Where on one hand at the eye level persisted the small portal to the cavern called Gaumukh( a Hindi word, we get Gau and Mukh after derivation meaning Cow and Mouth respectively; which perhaps resembles a face of cow, subjects to Hindu reverence) on the other hand, the vertical face of towering Bhagirathi Sisters were in North and in south, across River Bhagirathi the scree inclined rocky body swept up into peculiar and picturesque summit of Shivaling, could surely be placed among top most beautiful summits in the world. The opaque ice of the glacier in white and green trickles a thousand streams for millennia and recesses the trust of numberless millions. A random thought stirred up my mind as I quenched my thirst by breaking an icicle from an unattached chunk of ice-body and sucked at it that the icicle perhaps persisted in the solid physical state for many thousands of years unaware of the other forms of water then experienced a change in my touch, I did giggle at my own sense of humour for a second.
- GANGOTRI TO BHOJBASA
- DISTANCE: 13 KM
- TIME: 6-7 HOURS
- DIFFICULTY LEVEL: EASY TO MODERATE
- ELEVATION: 9999ft to 12467ft.
It is recommended that before one set out taking the pilgrim trail, he/ she might prefer to have a glance of the Kund trough and visit the Ganga Shrine half a kilometre upstream as Hindu custom decrees. The trail starts at the edge of the main road to the town above the temple hugging the rumbling River Bhagirathi that runs parallelly to the path always on the right. After an uphill walk for 20 min more or less trekkers pass through an cemented gateway, “Welcome to Gangotri National Park” engraved in it, crossing which lies the forest check post where one has to produce ID and pass to get the permit checked. The cluster of snow-capped peaks are clearly visible from this point among which passersby descry Sudarshan Parbat( 21,345 ft) the most for its magnificent presence.

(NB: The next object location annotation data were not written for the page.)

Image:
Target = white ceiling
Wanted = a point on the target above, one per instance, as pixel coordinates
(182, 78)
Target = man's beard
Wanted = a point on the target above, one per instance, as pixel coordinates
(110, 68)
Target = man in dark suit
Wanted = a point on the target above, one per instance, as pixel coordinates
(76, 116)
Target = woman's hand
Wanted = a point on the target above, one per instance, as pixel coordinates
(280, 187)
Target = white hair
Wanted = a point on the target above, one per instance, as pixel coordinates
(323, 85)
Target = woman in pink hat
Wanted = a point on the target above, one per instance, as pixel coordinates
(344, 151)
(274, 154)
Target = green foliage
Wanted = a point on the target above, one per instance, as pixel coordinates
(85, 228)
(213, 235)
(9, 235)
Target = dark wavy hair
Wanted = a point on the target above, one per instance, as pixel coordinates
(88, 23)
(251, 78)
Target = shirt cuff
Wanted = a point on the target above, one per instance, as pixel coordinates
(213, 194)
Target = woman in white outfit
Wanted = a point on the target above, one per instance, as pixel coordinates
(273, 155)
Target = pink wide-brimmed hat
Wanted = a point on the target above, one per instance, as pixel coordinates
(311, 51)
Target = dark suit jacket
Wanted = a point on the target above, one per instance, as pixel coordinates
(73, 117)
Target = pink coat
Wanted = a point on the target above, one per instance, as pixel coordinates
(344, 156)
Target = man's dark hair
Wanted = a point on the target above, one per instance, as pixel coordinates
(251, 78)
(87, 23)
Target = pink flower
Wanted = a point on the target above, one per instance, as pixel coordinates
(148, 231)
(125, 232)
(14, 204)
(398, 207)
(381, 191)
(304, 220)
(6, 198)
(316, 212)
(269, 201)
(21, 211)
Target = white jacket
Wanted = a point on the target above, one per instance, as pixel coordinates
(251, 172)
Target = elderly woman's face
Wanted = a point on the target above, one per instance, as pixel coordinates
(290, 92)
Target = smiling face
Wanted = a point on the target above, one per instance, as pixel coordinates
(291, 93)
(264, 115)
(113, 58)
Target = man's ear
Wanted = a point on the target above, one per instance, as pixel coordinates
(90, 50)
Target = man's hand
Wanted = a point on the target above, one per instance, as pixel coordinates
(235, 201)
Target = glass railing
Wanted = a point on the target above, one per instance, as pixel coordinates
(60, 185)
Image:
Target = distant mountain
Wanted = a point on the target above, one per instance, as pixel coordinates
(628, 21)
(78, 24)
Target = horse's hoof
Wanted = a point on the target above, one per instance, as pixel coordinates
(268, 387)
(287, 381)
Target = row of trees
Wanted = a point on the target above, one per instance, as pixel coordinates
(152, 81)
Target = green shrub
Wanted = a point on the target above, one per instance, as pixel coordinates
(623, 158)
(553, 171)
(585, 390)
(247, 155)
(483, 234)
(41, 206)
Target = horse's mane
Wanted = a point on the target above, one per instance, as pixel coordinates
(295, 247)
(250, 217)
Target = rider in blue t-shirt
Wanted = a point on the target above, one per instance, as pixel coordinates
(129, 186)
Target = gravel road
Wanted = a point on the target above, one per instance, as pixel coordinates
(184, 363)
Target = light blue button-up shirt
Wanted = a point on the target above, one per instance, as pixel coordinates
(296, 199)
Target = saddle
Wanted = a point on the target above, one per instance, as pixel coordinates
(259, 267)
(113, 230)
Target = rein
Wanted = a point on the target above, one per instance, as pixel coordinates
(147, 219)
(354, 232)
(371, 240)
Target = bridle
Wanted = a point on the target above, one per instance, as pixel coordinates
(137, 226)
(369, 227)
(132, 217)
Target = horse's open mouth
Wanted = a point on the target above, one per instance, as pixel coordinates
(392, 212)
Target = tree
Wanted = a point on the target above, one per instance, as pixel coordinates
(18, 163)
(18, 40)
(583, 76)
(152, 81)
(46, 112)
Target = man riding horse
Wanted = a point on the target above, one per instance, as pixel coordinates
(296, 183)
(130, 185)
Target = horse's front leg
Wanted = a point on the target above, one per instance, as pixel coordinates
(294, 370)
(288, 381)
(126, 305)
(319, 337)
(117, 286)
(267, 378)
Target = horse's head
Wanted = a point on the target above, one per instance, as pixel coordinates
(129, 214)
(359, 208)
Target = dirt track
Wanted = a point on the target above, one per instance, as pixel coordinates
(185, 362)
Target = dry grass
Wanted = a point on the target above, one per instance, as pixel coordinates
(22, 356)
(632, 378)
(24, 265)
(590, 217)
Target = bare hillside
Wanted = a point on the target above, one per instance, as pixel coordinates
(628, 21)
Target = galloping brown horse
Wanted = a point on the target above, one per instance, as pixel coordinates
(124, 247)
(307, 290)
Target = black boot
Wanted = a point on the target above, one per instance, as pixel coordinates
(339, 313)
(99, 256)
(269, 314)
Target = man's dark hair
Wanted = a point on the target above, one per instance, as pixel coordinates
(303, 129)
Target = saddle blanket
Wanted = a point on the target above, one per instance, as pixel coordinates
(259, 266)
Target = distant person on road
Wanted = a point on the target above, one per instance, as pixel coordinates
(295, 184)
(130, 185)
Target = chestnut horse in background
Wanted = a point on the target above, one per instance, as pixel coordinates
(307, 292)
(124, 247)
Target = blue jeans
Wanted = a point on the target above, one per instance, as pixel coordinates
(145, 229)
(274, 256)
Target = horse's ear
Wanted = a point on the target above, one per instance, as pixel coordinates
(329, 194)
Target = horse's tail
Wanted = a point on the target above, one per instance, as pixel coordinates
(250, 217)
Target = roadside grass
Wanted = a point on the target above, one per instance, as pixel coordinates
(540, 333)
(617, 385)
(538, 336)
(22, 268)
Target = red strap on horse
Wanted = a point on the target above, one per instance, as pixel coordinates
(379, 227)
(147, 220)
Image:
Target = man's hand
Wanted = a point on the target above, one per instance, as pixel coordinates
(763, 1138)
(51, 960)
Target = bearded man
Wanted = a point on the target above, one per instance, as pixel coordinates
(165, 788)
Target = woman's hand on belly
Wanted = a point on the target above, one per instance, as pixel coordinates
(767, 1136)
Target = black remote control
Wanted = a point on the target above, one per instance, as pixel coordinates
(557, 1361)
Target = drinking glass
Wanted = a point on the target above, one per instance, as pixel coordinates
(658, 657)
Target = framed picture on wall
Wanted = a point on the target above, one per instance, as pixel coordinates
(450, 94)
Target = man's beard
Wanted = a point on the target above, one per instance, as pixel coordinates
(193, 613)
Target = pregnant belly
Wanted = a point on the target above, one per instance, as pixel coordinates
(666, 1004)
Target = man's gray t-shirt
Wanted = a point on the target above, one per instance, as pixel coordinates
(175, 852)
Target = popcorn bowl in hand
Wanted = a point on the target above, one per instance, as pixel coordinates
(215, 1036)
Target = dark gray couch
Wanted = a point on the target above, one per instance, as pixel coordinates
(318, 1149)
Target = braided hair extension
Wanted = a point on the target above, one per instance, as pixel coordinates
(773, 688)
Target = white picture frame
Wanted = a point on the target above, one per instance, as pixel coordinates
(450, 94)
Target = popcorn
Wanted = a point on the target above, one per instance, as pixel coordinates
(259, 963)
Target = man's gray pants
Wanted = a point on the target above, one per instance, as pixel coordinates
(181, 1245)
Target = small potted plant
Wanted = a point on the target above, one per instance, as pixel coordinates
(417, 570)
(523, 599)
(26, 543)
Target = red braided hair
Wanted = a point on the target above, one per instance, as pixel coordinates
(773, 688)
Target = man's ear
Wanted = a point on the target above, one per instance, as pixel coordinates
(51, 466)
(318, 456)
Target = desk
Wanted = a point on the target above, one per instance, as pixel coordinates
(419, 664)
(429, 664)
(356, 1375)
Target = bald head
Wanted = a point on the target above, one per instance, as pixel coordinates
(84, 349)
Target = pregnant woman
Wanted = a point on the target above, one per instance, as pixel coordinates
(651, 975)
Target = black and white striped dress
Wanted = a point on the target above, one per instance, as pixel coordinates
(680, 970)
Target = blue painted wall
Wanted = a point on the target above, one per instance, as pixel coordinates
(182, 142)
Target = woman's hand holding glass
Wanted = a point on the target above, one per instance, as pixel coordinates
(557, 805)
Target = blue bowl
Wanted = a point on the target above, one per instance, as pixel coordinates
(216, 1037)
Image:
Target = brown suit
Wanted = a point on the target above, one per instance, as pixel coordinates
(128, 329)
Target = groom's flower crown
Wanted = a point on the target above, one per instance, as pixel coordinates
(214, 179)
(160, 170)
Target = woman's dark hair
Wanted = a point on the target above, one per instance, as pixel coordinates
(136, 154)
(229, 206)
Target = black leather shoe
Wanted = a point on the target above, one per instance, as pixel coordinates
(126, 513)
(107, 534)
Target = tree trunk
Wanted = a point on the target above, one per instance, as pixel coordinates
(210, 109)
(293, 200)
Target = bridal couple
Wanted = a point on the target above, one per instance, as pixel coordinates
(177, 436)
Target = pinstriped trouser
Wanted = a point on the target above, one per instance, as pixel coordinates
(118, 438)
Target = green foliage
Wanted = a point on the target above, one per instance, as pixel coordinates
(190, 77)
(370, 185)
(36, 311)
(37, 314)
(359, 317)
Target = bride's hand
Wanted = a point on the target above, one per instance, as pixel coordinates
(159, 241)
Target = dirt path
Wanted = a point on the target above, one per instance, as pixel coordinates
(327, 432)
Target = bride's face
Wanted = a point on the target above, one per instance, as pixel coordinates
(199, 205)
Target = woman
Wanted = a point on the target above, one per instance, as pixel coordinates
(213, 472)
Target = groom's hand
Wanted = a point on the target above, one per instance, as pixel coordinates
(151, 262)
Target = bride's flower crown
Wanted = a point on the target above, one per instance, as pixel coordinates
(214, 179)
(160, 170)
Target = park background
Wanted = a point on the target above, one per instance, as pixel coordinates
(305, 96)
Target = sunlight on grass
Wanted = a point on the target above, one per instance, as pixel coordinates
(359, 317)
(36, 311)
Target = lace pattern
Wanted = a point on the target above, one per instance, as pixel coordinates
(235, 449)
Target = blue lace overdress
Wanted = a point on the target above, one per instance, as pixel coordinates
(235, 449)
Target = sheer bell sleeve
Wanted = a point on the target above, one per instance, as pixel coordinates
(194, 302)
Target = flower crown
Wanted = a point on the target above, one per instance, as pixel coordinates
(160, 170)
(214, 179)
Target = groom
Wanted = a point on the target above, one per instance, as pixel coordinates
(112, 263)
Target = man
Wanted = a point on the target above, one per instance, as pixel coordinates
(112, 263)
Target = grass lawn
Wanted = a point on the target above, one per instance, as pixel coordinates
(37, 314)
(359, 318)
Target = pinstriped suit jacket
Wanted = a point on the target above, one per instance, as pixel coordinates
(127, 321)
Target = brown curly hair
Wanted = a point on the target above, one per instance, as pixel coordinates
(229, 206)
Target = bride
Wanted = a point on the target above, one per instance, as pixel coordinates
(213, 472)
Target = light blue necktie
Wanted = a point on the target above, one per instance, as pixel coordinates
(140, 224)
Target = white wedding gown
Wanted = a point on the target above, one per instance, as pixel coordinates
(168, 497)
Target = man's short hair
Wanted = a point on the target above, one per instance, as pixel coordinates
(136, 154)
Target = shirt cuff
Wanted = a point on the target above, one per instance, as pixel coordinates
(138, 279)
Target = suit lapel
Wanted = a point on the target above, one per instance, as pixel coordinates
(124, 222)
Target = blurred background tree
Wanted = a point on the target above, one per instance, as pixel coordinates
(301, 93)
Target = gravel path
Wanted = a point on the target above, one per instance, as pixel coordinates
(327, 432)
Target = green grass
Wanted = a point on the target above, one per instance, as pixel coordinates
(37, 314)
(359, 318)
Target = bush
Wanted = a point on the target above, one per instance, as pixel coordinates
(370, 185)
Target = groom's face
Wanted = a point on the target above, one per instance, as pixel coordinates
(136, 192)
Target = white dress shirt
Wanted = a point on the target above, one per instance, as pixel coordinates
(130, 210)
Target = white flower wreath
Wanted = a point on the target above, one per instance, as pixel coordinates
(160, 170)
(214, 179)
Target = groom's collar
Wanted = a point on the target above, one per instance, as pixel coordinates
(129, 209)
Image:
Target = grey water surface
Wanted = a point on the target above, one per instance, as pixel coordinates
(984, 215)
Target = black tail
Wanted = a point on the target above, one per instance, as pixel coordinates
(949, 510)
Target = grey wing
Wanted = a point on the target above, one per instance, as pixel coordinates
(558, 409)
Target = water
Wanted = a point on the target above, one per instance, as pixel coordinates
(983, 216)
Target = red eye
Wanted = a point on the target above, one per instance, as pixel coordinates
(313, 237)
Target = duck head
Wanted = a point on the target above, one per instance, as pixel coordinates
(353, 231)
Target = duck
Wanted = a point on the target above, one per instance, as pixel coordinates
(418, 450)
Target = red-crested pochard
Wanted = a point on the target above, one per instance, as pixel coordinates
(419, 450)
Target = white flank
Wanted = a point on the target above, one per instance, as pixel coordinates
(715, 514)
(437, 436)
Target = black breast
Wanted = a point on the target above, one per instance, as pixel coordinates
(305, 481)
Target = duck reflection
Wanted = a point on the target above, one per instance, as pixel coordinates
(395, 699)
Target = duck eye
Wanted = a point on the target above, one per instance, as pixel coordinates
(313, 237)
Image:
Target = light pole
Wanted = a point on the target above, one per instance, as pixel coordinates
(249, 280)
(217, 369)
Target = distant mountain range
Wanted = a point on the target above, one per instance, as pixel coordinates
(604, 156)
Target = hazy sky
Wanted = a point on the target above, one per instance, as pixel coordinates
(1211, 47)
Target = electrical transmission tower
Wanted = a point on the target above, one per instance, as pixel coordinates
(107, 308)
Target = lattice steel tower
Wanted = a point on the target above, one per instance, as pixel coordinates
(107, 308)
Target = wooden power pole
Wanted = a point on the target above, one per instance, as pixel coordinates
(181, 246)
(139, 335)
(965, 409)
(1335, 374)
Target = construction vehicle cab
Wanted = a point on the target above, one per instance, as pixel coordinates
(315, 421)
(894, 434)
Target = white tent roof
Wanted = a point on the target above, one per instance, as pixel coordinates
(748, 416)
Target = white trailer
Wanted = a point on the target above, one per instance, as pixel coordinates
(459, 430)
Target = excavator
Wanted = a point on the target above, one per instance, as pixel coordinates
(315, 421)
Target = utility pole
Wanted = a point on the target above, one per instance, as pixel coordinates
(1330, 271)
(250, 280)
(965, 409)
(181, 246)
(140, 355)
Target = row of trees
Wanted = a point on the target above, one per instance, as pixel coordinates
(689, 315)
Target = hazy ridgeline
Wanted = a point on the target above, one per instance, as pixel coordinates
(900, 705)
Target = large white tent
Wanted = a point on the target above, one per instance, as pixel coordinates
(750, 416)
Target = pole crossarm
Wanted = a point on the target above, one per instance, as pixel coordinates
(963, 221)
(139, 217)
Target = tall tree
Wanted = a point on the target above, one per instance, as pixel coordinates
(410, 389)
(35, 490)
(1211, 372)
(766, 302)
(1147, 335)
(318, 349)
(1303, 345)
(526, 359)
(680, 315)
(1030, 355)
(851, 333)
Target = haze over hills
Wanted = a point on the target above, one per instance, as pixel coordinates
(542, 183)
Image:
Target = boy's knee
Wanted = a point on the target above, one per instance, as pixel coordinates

We faced a number of streams and waterfalls en route gashing down below making the trekking trail sporting and cheerful amidst the desolated landscape of brown and grey. The valley opens up wider into a field full of boulders and stone chips right after crossing a bridge where the well-maintained trail ends and River Bhagirathi being constant relief along with cluster peaks in front. In a while, the symmetrically framed valley with mountain slopes in front turns greener in the presence of Chir( Pine) and Silver Birch trees that completely changes the ambience, incites the hint of crossing 8 km to Chirbasa from the base camp. In Chirbasa, many prefer to withhold the trek further both for acclimatisation and to breath in the nature of Pine forest across River Bhagirathi setting up tents on the riverbed. Unlike them, we reclined there for 15 min enjoyed the breathtaking sight of distant Bhagirathi sisters at a food stall, had tea and noodles and some chocolates, which sufficed to revive energy in the tantalizing aroma of pine trees and continue our trek.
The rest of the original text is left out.